Five equal forces equally inclined to neighboring forces act on a point. Find the angle between any two. Or its spherical co-ordinate $ \theta, \phi $ decomposition.
For $n=4,6,$ the angles are $ -\cos^{-1}\frac13, \pi/2 $ respectively ( tetrahedron and cube). But $ n=5$ is not among the Platonics.
I have not done an experiment but am reasonably convinced that five such forces acting on a knot and weighed down by five equal forces through suitably arranged smooth pulleys can result in static equilibrium.
Because you do not have a platonic solid with exactly five vertices, you can't have five force vectors that are all interchangeable under point-group symmetry and the resultant being zero unless you drop down to two dimensions making a regular pentagon.
To get the vectors "as symmetric as possible" we might try a regular pentagon, a square pyramid or a triangular bipyamid. All angles shown are for cases where all vectors are equal in magnitude and give a zero resultant.

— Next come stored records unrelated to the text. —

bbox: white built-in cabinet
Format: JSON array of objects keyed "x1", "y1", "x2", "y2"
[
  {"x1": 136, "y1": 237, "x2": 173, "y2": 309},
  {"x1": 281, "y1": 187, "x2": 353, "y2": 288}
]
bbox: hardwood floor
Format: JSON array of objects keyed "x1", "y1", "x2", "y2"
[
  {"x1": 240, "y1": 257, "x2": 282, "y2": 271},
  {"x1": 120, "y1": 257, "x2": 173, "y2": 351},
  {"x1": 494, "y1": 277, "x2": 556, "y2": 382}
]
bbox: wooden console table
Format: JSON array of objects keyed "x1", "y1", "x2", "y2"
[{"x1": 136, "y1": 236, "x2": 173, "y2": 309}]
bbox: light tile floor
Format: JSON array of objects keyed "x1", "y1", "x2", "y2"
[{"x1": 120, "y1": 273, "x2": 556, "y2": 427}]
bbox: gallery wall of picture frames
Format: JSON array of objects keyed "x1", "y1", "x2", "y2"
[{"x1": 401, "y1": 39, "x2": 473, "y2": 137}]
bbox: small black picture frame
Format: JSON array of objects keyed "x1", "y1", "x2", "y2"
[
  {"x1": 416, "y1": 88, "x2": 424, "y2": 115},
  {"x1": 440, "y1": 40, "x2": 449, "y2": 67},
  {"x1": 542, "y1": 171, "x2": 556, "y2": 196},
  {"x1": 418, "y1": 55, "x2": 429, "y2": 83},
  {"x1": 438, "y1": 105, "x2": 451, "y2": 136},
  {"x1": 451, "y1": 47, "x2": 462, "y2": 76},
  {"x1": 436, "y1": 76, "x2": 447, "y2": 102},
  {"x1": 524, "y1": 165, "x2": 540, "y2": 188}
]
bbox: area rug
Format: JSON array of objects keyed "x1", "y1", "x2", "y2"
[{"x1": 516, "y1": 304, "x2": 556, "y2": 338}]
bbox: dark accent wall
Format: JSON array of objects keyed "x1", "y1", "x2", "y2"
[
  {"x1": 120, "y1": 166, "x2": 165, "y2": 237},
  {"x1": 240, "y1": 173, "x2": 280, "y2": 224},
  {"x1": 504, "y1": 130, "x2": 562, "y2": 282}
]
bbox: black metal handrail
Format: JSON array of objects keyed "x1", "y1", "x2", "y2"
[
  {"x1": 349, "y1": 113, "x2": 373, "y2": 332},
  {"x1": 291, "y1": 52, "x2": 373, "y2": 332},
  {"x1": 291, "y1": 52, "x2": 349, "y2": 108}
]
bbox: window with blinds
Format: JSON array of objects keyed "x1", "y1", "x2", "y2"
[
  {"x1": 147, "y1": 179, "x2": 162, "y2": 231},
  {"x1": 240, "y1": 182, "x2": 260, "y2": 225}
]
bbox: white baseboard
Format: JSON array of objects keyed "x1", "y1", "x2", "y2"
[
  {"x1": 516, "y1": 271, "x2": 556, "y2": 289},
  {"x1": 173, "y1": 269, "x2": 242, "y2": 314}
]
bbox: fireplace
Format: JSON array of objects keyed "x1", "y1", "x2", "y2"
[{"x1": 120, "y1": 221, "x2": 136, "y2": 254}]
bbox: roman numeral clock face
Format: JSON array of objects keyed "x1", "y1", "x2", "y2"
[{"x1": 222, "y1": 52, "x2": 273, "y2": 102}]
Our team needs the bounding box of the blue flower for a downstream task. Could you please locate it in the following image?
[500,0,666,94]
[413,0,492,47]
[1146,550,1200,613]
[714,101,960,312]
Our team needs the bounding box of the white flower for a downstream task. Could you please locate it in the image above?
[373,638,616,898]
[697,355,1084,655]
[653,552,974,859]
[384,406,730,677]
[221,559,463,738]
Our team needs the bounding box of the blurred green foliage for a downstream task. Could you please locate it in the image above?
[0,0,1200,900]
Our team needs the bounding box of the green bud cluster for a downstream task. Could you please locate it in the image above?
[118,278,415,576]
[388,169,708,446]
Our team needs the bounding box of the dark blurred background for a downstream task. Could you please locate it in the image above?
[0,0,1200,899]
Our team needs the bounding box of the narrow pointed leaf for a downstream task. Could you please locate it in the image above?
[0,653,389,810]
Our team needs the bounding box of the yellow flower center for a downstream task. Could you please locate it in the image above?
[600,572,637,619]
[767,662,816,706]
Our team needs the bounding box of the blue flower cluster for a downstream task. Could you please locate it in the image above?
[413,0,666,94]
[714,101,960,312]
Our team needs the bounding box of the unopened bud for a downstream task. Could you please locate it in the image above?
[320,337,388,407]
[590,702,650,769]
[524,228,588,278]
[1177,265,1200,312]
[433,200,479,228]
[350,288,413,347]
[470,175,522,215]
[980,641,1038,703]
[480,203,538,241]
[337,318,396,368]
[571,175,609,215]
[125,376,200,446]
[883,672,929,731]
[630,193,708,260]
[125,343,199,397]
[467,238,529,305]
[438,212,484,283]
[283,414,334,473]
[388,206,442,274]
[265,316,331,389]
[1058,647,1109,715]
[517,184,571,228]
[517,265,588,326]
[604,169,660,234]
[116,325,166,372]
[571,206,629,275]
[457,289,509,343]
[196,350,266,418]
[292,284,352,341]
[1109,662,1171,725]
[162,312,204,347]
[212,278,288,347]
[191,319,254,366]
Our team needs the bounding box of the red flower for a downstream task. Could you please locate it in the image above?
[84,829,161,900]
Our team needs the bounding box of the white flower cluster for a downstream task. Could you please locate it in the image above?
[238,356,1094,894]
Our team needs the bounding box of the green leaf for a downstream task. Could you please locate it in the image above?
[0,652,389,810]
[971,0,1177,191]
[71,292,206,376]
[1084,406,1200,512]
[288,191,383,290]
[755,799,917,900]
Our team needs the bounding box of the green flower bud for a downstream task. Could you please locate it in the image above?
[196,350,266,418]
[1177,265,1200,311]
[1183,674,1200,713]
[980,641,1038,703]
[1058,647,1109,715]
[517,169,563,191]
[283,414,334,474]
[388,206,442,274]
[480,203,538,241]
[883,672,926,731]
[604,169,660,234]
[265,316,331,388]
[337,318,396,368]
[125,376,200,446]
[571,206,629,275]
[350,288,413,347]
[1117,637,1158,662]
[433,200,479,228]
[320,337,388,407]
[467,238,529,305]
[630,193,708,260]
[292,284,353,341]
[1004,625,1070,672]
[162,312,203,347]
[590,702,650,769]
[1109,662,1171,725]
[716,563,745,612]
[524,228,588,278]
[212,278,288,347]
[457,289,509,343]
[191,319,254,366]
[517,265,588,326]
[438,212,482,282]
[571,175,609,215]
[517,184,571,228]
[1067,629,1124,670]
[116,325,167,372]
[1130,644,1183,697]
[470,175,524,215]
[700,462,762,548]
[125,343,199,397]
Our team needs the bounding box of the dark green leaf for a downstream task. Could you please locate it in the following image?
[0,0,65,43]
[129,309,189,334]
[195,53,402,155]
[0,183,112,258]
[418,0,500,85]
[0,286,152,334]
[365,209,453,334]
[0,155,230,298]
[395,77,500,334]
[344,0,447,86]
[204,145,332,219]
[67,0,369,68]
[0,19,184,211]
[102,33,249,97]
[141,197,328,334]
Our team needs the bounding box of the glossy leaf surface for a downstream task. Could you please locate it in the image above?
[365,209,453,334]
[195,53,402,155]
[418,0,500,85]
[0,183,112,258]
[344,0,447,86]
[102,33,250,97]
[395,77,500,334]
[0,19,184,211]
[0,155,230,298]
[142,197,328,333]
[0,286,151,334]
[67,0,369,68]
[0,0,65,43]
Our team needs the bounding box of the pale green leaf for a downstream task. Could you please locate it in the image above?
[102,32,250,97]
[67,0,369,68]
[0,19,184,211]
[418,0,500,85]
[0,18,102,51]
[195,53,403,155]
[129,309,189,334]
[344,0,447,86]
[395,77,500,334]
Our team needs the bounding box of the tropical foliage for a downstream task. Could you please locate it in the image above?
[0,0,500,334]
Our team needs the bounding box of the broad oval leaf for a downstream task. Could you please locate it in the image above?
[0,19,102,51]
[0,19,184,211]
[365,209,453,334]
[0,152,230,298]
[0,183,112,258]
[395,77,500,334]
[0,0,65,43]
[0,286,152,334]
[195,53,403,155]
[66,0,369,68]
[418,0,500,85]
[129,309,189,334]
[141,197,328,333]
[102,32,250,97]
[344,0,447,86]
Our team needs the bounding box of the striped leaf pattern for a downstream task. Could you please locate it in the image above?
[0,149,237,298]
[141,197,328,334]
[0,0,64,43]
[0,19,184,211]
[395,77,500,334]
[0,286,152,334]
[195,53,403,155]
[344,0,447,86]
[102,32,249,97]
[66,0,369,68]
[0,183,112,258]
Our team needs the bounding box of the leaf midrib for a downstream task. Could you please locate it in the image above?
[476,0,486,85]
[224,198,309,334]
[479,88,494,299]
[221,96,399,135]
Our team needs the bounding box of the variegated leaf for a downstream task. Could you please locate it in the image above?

Regular pentagon: five of the ten angles between pairs of vectors measure $72°$, the other five measure $144°$.
Square pyramid: four of the angles measure $86.4°$, four measure $104.5°$, and two measure $151.0°$. Rounded to nearest tenth.
Triangular bipyramid: six angles measure $90°$, three measure $120°$, and one measures $180°$.
Which is most "nearly equiangular"? The pentagon uses only two distinct angles, but no more than five pairs of vectors are equiangular to each other and cramming all five vectors into one great circle while the rest of the sphere is "empty" looks ugly. The triangular bipyramid has the six smallest angles all equal and nine out of ten within $30°$ of each other, but that one straight angle sticks out like a sore thumb. The square pyramid has the smallest difference between minimum and maximum angles but only four angles equal to each other; the nearest neighbors along the base are not equivalent to the neighbors between axial and basal vectors. In the end it's really a judgment call.
My vote is for the triangular bipyramid.